Maya-Jade had an iPad with her and she logged onto the Wi-Fi, explaining that they had to find "reputable sources."
"What are those?"
"Like research papers from actual scientific journals. Statistics from government agencies. Stuff that's true."
"How do you know what's true?"
"Like you have to look between the lines, see who's saying what. Like, pretend there's a study that says that eating chocolate chip cookies for every meal is good for your health."
"I'd agree with that," he said.
"But what if the study was paid for by Chips Ahoy? Or Mrs. Fields or some other company that makes chocolate chip cookies? They're like bending the truth, and then it becomes like propaganda."
"Oh," he said. Maybe Maya-Jade acted like a know-it-all because she did know it all.
"Oh my God," Maya-Jade said, giggling. "Here's a study about romantic relationships in assisted-living facilities." She scanned the screen. "Ew!"
"What?"
She tilted the screen toward the boy and read aloud: "?‘Intimate relationships among senior citizens can improve physical and mental health.'?" She paused. "Old people. Doing it!"
"Gross!" the boy cried, and they cracked up.
After they calmed down, they got back to work. The time flew by, and the boy remembered how much he had once loved school, back when new ideas seemed to flicker on in his brain like a row of lights until everything was bright and colorful. Back when he had completed homework and extra credit and teachers had stapled handwritten appendages to his report cards that said things like Alex is one of the brightest and most curious students I've had the pleasure of teaching.
But switching schools midyear, as he often did, made it hard to keep up. In one school they'd be doing fractions, which he'd already done, but in another they'd be halfway through a unit on geometry that was totally new to him. He began to fall behind. And then one of the schools made him repeat fifth grade, which was embarrassing because he didn't need to repeat, but they insisted he hadn't completed enough days to advance to sixth grade.
After that, he had started to hate school. Half the time he was bored and checked out. The other half he was lost and checked out. The repeated year meant that he was bigger than a lot of the other students, and now teachers regarded him like he was a threat because he'd started puberty.

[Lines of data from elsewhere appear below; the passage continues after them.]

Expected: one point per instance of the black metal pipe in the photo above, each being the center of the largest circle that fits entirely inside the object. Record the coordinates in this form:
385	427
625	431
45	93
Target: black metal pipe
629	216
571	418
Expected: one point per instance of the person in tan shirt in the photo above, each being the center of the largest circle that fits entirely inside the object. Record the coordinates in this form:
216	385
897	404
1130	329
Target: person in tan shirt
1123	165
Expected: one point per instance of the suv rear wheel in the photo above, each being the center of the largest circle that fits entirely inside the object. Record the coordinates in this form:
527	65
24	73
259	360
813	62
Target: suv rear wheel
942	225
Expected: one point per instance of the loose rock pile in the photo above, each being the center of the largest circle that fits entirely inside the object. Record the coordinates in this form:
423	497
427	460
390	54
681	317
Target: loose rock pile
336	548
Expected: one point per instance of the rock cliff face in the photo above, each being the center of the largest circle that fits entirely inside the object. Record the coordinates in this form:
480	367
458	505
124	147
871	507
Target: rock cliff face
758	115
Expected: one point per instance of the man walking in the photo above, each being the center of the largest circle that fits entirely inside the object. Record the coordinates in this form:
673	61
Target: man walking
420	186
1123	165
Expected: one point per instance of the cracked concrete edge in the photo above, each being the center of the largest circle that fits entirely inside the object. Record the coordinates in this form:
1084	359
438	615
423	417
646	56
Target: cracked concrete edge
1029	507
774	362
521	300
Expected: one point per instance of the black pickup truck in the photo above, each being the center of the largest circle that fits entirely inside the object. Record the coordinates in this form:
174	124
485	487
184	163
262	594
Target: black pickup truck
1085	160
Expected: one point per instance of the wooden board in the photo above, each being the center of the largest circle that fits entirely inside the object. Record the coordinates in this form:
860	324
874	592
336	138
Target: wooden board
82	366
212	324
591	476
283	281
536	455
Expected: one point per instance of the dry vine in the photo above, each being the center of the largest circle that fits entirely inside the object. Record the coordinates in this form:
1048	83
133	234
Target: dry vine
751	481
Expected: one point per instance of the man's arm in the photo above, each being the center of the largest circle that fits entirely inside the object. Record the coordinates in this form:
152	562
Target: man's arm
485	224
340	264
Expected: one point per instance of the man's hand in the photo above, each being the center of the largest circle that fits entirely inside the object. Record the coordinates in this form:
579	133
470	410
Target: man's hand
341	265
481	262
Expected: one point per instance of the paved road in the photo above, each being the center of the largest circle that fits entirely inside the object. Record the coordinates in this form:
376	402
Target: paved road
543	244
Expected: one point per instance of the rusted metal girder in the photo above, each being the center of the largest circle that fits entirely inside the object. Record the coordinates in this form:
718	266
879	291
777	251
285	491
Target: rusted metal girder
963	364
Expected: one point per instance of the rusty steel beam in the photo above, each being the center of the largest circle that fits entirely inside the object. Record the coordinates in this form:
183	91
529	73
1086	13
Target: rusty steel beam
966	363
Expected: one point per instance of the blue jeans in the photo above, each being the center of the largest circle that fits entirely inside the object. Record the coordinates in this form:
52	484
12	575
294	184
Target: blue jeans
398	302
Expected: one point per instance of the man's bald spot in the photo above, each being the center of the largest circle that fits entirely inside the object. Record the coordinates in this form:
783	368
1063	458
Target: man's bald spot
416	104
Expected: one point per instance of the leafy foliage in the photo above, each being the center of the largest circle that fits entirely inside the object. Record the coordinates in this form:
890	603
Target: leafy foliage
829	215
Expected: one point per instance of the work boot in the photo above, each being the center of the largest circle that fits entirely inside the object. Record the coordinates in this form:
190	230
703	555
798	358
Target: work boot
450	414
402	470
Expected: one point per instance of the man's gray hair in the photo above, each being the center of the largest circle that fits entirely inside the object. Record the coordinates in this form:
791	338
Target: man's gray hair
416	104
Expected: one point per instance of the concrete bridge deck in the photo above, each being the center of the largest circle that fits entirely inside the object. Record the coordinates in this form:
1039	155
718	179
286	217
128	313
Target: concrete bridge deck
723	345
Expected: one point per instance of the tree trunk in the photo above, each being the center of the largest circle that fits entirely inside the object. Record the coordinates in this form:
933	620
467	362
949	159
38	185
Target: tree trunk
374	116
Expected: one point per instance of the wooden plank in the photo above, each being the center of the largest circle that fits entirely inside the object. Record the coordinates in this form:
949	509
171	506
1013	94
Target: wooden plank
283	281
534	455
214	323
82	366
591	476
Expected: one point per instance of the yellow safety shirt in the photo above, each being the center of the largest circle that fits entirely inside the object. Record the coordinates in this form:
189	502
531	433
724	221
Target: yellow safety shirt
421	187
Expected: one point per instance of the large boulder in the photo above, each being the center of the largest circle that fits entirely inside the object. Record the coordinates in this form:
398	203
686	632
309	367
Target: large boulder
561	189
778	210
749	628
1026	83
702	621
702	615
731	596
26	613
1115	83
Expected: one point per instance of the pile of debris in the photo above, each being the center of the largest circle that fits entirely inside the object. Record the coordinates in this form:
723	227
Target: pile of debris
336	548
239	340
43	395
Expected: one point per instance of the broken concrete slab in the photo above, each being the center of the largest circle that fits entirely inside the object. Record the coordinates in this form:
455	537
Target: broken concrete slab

And even the nice ones, who weren't scared of him, looked at him not like he was a kid to be taught but—similar to how Minna felt with her children—a problem to be solved. Or, in his case, passed off like a hot potato to the next school.
But tonight he didn't feel like a problem. He felt like a fixer. A smart kid. He had to admit, he liked meeting this version of himself. He knew it wouldn't last. Nothing in his life had. But still, he liked it.